Abstract
Background:
Artificial intelligence is becoming an increasingly important tool in different medical fields. This article aims to evaluate the sensitivity and specificity of artificial intelligence trained with Microsoft Azure in detecting pneumothorax.
Methods:
A supervised learning artificial intelligence is trained with a collection of X-ray images of pneumothorax from National Institutes of Health chest X-ray dataset online. A subset of the image dataset focused on pneumothorax is used in training. Two artificial intelligence programs are trained with different numbers of training images. After the training, a collection of pneumothorax X-ray images from patient attending emergency department is retrieved through the Clinical Data Analysis & Reporting System. In total, 115 pneumothorax patients and 60 normal inpatients are recruited. The pneumothorax chest X-ray and the resolution chest X-ray of the above patient group and a collection of normal chest X-ray from inpatients without pneumothorax will be retrieved, and these three sets of images will then undergo testing by artificial intelligence programs to give a probability of being a pneumothorax X-ray.
Results:
The sensitivity of artificial intelligence-one is 33.04%, and the specificity is at least 61.74%. The sensitivity of artificial intelligence-two is 46.09%, and the specificity is at least 71.30%. The dramatic improvement of 46.09% in sensitivity and improvement of 15.48% in specificity by addition of around 1000 X-ray images is encouraging. The mean improvement of AI-two over AI-one is 19.7% increase in probability difference.
Conclusions:
We should not rely on artificial intelligence in diagnosing pneumothorax X-ray solely by our models and more training should be expected to explore its full function.
Introduction
Artificial intelligence (AI) has been playing an increasing role in different aspects of human industry since its emergence.
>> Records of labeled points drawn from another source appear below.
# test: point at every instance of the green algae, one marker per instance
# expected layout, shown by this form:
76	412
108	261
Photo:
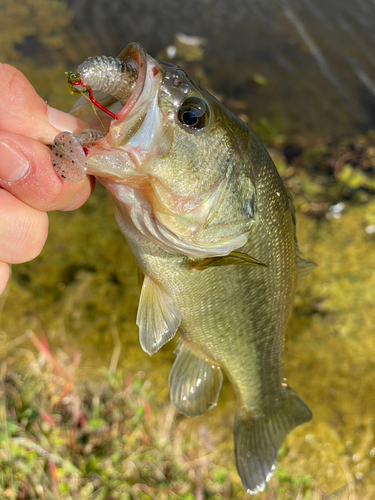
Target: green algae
82	294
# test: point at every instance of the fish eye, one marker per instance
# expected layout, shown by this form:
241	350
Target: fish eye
194	113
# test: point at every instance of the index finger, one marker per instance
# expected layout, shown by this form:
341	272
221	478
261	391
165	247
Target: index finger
24	112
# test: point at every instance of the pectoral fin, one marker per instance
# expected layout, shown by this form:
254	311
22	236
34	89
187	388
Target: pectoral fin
157	317
234	258
195	382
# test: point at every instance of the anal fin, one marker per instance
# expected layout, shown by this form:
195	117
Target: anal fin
258	437
195	382
157	317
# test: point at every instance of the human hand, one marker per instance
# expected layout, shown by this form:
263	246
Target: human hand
29	186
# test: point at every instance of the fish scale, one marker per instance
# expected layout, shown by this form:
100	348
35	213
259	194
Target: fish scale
212	229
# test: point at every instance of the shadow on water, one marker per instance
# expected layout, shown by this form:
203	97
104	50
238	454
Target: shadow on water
287	68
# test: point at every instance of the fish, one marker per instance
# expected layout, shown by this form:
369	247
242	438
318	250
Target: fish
213	231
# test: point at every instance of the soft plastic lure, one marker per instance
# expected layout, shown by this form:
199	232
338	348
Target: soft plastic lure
100	73
107	74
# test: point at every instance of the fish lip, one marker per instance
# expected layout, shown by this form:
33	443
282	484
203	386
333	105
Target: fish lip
135	51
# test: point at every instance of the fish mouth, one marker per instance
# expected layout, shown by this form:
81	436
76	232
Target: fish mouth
135	52
108	99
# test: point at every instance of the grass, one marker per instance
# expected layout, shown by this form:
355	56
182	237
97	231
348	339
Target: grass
110	439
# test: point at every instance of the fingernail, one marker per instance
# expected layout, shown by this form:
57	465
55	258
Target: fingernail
13	163
64	122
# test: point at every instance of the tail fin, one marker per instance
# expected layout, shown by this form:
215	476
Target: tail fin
257	439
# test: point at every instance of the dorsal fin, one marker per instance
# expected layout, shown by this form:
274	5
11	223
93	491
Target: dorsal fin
157	317
304	267
195	382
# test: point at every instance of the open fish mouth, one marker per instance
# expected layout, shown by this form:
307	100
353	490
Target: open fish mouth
113	85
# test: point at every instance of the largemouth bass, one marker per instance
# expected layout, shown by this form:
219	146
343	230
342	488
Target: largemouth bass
212	229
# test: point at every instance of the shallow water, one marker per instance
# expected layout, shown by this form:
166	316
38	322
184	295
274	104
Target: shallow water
82	292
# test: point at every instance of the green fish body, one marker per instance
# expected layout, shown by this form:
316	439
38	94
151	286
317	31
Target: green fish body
212	229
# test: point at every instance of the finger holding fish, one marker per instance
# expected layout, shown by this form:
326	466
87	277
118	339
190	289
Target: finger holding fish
212	228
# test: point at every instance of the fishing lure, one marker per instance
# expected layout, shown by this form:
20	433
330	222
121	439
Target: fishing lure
100	73
107	74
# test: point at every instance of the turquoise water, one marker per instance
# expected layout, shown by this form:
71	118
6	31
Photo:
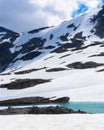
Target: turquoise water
90	107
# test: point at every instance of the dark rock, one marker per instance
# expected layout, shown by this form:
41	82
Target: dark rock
49	47
72	26
24	83
39	110
64	37
29	71
79	65
37	30
33	100
55	69
62	100
51	36
99	27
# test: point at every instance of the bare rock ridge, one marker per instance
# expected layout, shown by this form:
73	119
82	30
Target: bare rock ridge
33	101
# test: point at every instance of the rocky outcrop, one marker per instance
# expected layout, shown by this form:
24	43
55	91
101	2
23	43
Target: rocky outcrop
80	65
39	110
33	100
24	83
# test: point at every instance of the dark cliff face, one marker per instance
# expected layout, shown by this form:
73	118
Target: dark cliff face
7	37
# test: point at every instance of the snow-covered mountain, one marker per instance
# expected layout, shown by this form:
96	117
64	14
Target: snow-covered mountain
65	60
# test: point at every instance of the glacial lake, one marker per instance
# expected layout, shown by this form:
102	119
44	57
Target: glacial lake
90	107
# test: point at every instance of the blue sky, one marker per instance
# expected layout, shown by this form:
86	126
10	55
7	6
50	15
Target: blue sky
24	15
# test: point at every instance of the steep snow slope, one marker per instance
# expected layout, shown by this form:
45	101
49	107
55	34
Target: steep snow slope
67	60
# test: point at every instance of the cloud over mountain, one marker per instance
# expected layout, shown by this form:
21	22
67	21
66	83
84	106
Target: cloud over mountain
27	14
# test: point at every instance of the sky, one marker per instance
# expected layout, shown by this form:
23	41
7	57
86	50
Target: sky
26	15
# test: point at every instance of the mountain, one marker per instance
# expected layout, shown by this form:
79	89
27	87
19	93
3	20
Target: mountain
63	60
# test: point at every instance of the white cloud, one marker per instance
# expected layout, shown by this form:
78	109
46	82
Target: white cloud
25	15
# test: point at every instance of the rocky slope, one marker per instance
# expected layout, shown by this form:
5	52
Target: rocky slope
66	60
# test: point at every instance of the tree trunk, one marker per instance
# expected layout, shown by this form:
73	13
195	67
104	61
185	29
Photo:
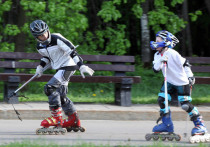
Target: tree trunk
188	32
145	35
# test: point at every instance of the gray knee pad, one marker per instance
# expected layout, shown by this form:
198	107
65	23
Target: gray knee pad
187	106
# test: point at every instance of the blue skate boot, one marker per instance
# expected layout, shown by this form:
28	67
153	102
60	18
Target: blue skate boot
199	132
165	130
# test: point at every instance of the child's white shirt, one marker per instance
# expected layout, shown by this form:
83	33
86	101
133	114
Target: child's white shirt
175	73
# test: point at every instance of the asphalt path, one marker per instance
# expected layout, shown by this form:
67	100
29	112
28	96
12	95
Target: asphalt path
98	132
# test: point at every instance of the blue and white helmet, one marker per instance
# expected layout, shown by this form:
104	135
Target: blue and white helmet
169	40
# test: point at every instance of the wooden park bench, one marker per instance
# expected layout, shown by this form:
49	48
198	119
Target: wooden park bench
119	65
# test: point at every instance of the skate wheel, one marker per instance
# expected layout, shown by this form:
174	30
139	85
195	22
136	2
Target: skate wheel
197	139
170	138
207	139
148	137
50	132
38	132
178	138
63	132
162	138
44	132
56	132
69	129
203	139
155	138
82	129
76	129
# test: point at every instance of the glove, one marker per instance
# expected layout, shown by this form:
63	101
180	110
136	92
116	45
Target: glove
191	80
85	69
39	70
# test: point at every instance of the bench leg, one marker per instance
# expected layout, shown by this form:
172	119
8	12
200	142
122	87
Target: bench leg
123	92
9	87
A variety of human industries have become increasingly dependent on the promising technology it provides including the medical field.1,2 AI surveillance programs may help radiologists prioritize work lists by identifying suspicious or positive cases for early review. 3 At the same time, there are several technical challenges like complex and heterogeneous datasets, noisy medical datasets, and explaining their output to users. 4
An AI can be defined as a system’s ability to correctly interpret external data, to learn from such data, and to use those learnings to achieve specific goals and tasks through flexible adaptation. Machine learning is a subset of AI, which can be termed as an application of AI. The machine learning process consists of different algorithms, which can be broadly classified into supervised, semisupervised, and unsupervised learnings. Supervised learning in the context of AI, and machine learning can be defined as a type of system in which both input and desired output data are provided so that the aim is to provide a learning algorithm with known quantities to support future judgments. With an increasing database of images of different diseases, a supervised learning can be utilized to train a computer program for a desired pattern recognition and hence aiding a clinical decision-making process.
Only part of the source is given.